I am living this life in the hopes of achieving something better. At times it is discouraging-- like at the moment when I look around and realize I am stagnant, not "getting ahead" as I should be. Just working and barely making ends meet.

I have an escapist personality that hits me at the worst possible times. Usually, it can be quenched with a small trip, maybe to the zoo or a museum, but this is not one of those occasions. I need to be somewhere new and see new things, but the economy is not in my favor, nor is travel in my budget. I am envious of those whose blogs I stumble upon... people my age going on cruises, foreign vacations...

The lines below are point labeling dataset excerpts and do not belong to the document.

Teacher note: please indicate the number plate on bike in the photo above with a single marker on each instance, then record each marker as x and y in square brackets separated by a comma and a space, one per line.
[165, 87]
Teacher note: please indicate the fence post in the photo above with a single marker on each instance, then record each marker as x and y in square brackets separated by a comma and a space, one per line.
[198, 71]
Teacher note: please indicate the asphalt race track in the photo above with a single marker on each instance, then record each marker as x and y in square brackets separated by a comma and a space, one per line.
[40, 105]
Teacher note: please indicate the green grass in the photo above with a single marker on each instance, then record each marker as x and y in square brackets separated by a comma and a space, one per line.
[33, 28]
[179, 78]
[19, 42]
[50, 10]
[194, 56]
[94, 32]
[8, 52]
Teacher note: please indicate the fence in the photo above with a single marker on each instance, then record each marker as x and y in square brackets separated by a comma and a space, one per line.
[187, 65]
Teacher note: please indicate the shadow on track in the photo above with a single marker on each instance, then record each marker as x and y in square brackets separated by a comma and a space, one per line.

I need a vacation. I've never really had a real vacation, unless you count tagging along on my mother and step-fathers Honeymoon to Atlanta, Georgia back in 1998. Unfortunately, finding myself broke in January, I foolishly had all of my vacation time "paid out" to me (about $600 worth) as soon as it was available. I paid bills with it, which I suppose was wise at the time, but now it has left me with this trapped feeling I can do nothing about.

I AM going to NYC in a couple of weeks... hopefully that will quench this feeling for now and I won't find myself selling all my belongings and backpacking through Europe.